Because Santa Clara County had only about 950 confirmed cases at the time, this suggests to them that 50 to 85 times more people were actually infected than appeared in the official tallies, a phenomenon called the “under-ascertainment rate.”
“The population prevalence of SARS-CoV-2 antibodies in Santa Clara County implies that the infection is much more widespread than indicated by the number of confirmed cases,” wrote the study authors, who were led by population health doctor Eran Bendavid and public health researcher Bianca Mulaney.
The data tell a tale of coronavirus sweeping through the heart of tech country mostly undetected because people either had no symptoms, didn’t see a doctor, couldn’t get a test, or hadn’t yet become ill. The area reported its first case on January 31.
Ioannidis, a Stanford medical statistician and a coauthor of the new report, made waves in March by suggesting the virus could be less deadly than people think, and that destroying the economy in the effort to fight it could be a “fiasco.”
The authors claim their data helps prove at least the first point: if undetected infections are as widespread as they think, then the death rate in the county may be less than 0.2%, about a fifth to a tenth other estimates.
The Santa Clara County covid-19 dashboard shows 1,833 confirmed cases and 69 deaths as of today.

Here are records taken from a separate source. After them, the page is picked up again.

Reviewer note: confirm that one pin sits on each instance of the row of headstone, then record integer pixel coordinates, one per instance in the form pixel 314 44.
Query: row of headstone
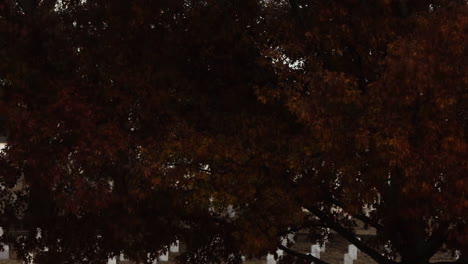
pixel 351 255
pixel 314 250
pixel 164 257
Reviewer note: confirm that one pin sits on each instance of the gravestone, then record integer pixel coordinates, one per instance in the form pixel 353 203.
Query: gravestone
pixel 352 251
pixel 348 259
pixel 5 253
pixel 315 250
pixel 174 247
pixel 122 257
pixel 271 259
pixel 164 256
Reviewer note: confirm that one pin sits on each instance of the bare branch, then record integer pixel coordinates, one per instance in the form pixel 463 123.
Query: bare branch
pixel 301 255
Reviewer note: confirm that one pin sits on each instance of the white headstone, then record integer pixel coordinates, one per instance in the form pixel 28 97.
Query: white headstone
pixel 5 254
pixel 230 211
pixel 122 257
pixel 174 247
pixel 352 251
pixel 322 248
pixel 315 250
pixel 348 259
pixel 31 261
pixel 164 256
pixel 271 259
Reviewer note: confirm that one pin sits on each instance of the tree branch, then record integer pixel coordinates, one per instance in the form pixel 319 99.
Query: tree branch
pixel 361 217
pixel 351 237
pixel 301 255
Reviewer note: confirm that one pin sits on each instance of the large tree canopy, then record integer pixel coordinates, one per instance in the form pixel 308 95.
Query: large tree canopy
pixel 132 124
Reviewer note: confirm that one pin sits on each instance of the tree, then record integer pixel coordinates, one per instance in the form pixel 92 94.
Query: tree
pixel 135 123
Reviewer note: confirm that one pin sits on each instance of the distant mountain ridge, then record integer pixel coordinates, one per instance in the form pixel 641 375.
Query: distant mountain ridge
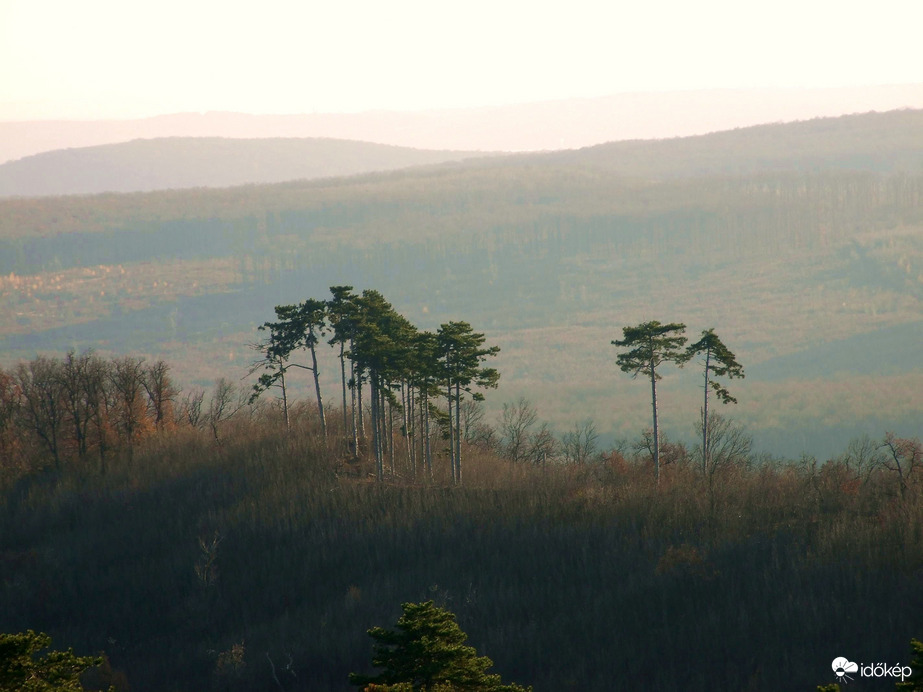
pixel 880 142
pixel 542 126
pixel 189 162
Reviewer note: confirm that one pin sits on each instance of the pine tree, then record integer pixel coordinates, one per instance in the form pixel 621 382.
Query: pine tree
pixel 719 362
pixel 461 353
pixel 427 651
pixel 56 671
pixel 650 345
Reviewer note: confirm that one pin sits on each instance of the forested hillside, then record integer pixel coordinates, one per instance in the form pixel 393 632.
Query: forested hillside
pixel 218 549
pixel 800 243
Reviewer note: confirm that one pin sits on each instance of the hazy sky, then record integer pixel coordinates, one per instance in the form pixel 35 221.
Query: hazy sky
pixel 126 58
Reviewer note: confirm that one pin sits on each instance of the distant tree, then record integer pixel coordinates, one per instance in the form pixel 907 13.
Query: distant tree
pixel 10 403
pixel 516 423
pixel 902 456
pixel 274 353
pixel 126 376
pixel 341 313
pixel 461 354
pixel 56 671
pixel 427 652
pixel 297 327
pixel 161 393
pixel 43 408
pixel 650 345
pixel 225 402
pixel 580 444
pixel 719 362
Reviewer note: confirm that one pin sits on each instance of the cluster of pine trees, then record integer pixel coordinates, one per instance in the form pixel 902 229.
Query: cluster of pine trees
pixel 406 370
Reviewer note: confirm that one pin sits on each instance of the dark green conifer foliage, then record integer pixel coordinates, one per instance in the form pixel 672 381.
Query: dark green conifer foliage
pixel 428 651
pixel 461 353
pixel 649 345
pixel 719 362
pixel 915 682
pixel 56 671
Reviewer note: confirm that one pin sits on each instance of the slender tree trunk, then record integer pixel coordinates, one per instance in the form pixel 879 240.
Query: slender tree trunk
pixel 427 448
pixel 355 428
pixel 376 437
pixel 320 401
pixel 458 432
pixel 391 438
pixel 656 431
pixel 451 432
pixel 343 382
pixel 288 426
pixel 705 415
pixel 358 381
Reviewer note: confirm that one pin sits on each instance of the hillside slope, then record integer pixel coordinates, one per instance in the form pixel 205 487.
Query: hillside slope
pixel 801 244
pixel 179 162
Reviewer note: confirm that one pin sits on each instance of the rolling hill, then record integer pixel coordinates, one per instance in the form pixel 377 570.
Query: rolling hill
pixel 180 162
pixel 802 244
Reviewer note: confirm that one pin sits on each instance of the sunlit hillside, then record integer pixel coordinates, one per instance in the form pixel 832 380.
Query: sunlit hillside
pixel 801 244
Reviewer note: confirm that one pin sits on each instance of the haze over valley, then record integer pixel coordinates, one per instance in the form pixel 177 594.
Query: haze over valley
pixel 505 347
pixel 799 242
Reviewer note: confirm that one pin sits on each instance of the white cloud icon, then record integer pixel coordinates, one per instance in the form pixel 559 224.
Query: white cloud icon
pixel 843 665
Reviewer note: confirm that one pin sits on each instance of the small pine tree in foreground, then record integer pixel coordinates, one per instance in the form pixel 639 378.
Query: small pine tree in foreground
pixel 427 653
pixel 56 671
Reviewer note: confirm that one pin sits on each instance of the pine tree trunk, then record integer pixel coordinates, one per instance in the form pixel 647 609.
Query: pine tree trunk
pixel 355 427
pixel 705 415
pixel 451 432
pixel 288 426
pixel 427 449
pixel 376 438
pixel 320 401
pixel 343 381
pixel 656 431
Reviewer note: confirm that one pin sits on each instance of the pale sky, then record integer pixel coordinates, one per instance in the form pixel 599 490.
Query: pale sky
pixel 73 59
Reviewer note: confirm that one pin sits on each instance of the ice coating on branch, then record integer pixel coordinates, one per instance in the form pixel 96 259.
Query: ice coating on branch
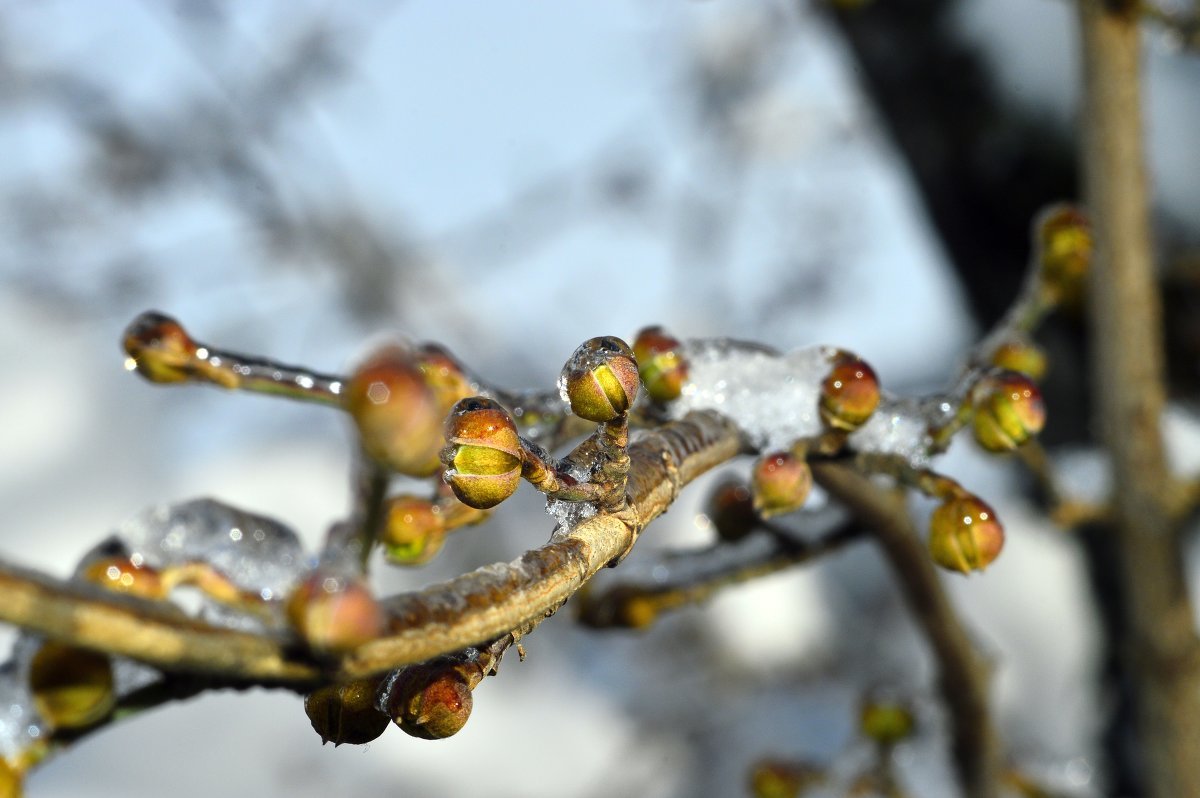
pixel 772 397
pixel 257 555
pixel 897 427
pixel 19 721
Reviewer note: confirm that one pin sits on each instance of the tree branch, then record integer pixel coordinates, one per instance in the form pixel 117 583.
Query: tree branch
pixel 444 618
pixel 1126 319
pixel 961 672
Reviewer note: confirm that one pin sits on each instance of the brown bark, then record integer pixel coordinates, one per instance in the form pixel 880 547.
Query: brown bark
pixel 1126 322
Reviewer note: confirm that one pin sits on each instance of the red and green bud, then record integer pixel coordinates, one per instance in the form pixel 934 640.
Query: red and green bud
pixel 660 364
pixel 600 379
pixel 887 723
pixel 10 780
pixel 780 484
pixel 444 376
pixel 431 701
pixel 346 713
pixel 334 615
pixel 72 688
pixel 781 779
pixel 484 457
pixel 413 531
pixel 121 574
pixel 1020 355
pixel 849 394
pixel 160 349
pixel 965 534
pixel 1008 411
pixel 396 412
pixel 1063 240
pixel 731 510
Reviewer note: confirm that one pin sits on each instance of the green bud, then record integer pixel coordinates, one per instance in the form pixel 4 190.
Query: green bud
pixel 781 779
pixel 849 394
pixel 413 531
pixel 120 574
pixel 396 413
pixel 72 688
pixel 333 615
pixel 780 483
pixel 660 364
pixel 159 348
pixel 965 534
pixel 886 721
pixel 1023 357
pixel 431 701
pixel 600 379
pixel 484 457
pixel 1063 241
pixel 346 713
pixel 1008 411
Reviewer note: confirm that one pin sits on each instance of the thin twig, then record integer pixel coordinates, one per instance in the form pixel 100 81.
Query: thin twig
pixel 963 673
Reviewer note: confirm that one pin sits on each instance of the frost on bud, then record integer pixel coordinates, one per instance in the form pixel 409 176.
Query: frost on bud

The figures from Santa Clara are roughly similar to the rate of antibodies, or “seroconversion,” in Wuhan, China, where a report described in the Wall Street Journal found that among 8,000 workers and visitors to one hospital, the rate was about 2.5%. That would mean around five times as many people were infected as were officially reported infected in Wuhan, where immense efforts were made to detect and contain the disease.
Many caveats
The Stanford group warns that their conclusions rely on the accuracy of the antibody tests, which isn’t assured. The authors say that if the test they used is less accurate than they think, it could strongly affect their conclusions, or even negate them. People had to be on Facebook and have a car to respond to their ads. And if they were trying to get a test, they might have been more likely than average to have had covid-19 symptoms, which could have inflated the results. The group of volunteers was also skewed toward women and was less than 10% Hispanic, even though this ethnicity accounts for more than 30% of known covid-19 cases in Santa Clara.
It’s also hard to extrapolate from Santa Clara, one of the wealthiest counties in California, to the rest of the country. What we do know is the virus is spreading unevenly: New York City is hard hit, as are vulnerable groups like the homeless, residents of nursing homes, and prisoners. All live in settings that give the virus a chance to take off.
In some places and settings, infection rates are even higher. For instance, in Manhattan, two hospital obstetrics wards decided to test every woman coming to give birth—the 215 expectant mothers were something of a random sample—and found that 15% were infected, though many didn’t have symptoms at the time of testing. They used genetic tests, which are considered the most accurate way to detect current infection but don’t capture those who’ve already recuperated.
A Boston homeless shelter also tested 408 residents, using the genetic tests, and found that infection there was rampant: more than 35% tested positive.
Meanwhile, researchers in Iceland found less than a 1% rate of current infection in the population at large, also using gene tests.
Overall, there are more than 30,000 covid-19 deaths in the US, more than in any other country, so it’s hard to find good news in the blood surveys even if you are looking for it. If the Santa Clara study is accurate and the death rate is lower than many think, it’s still a shocking accumulation of bodies, which explains the extraordinary stay-at-home measures in place in most of the country since March.